3 things to know about the WJHC
Another edition of the World Junior Championship is upon us.
You may have read up on the young star power highlighting this year's event or some of the favorites to take home the gold, but the tournament also offers several unique storylines.
With puck drop just two days away, it's time to take a deeper dive into hockey's greatest holiday tradition.
1. Sweden's dominant preliminary play
Sweden enters the 2020 competition on one of the more remarkable runs in all of sports. Winners of 48 consecutive round-robin contests, the Swedes have not dropped a game in preliminary action since losing to the United States in 2006. (Who scored the game-winner that day? Defenseman Jack Johnson, who's now 32 years old.)
The Tre Kronor have defeated 13 different nations throughout the run, many of them more than once. They've also won six games in overtime, including one against the Americans last year in which they blew a 4-0 lead in the third period.
That impressive record comes with a major caveat, however: Sweden has captured just one gold medal since the streak began and has lost the championship game five times.
Here's Sweden's schedule at this year's tournament:
If the Swedes can get past Finland, they'll have an excellent opportunity to keep the streak alive.
2. Can Canada end overseas podium drought?
Europe has not been kind to Team Canada. The tournament's perennial powerhouse has failed to medal in each of the last three competitions overseas, including consecutive bronze-medal losses in 2013 and 2014.
The last time Canada captured gold in Europe was in the Czech Republic in 2008 - this year's host country. After being held off the podium on home soil in 2019, Canada should feel an extra sense of urgency to get back on top.
Canada's sixth-place finish in British Columbia resulted in a tough schedule through the preliminary round. The red and white open the tournament against the U.S. before meeting Russia two days later.
3. Decade of parity
For the first three decades of the tournament's existence, there were only a few serious horses in the race. Canada and Russia dominated much of the conversation while the U.S., Sweden, and Finland played the underdogs. The remaining nations were just happy to be there.
This decade, however, the tournament has been wide open.
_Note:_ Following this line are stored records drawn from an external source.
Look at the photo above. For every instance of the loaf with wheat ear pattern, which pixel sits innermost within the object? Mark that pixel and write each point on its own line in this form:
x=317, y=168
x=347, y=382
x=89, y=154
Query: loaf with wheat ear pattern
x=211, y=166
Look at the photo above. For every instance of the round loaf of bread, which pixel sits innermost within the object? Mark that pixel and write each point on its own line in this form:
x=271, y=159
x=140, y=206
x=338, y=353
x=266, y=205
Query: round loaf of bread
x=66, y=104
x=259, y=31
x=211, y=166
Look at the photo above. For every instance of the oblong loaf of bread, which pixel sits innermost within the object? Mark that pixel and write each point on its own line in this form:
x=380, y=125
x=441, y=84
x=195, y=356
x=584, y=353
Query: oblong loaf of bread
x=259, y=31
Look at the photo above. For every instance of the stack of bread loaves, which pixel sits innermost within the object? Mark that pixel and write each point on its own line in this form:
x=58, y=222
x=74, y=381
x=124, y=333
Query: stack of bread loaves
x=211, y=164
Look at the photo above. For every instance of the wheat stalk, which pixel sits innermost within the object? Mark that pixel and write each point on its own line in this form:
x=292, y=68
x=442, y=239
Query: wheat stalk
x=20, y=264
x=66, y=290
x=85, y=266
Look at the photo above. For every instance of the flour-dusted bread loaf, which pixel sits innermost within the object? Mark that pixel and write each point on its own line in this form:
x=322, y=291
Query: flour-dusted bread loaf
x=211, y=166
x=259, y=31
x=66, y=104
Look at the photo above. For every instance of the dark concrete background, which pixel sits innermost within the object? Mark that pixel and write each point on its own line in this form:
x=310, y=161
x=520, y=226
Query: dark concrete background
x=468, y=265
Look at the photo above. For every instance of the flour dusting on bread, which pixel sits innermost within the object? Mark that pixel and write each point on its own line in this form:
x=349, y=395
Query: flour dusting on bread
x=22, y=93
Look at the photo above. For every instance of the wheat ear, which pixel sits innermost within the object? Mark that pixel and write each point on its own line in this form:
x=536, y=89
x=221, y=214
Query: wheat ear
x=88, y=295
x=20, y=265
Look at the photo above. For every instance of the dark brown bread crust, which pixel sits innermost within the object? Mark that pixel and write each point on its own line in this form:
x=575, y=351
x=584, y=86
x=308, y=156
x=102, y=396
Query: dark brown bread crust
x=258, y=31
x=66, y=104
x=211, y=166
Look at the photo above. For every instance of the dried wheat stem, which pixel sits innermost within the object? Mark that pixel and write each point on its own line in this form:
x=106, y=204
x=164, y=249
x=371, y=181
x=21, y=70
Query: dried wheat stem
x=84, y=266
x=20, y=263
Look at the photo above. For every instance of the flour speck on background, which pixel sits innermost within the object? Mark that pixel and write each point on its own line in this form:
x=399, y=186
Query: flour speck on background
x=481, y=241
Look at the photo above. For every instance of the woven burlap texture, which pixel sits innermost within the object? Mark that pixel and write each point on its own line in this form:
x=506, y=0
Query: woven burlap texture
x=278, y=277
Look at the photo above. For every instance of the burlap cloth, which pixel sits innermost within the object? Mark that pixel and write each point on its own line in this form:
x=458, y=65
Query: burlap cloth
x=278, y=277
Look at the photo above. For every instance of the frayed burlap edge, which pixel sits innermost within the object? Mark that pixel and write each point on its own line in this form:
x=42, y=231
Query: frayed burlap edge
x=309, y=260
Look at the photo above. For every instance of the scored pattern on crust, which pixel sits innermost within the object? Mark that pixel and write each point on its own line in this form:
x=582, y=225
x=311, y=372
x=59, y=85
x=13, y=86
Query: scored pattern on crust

Five nations have captured a gold medal over the last 10 years, and no country has repeated as champion since Canada won five straight from 2005-09. Even Switzerland, which has just one bronze medal in its history, knocked off Sweden in last year's quarterfinal and finished fourth.
For more context, Canada will exit a decade with fewer than four gold medals for the first time. Meanwhile, Finland and the United States, which combined for three championships in the event's first 32 years of existence, have three golds apiece in the last 10 years.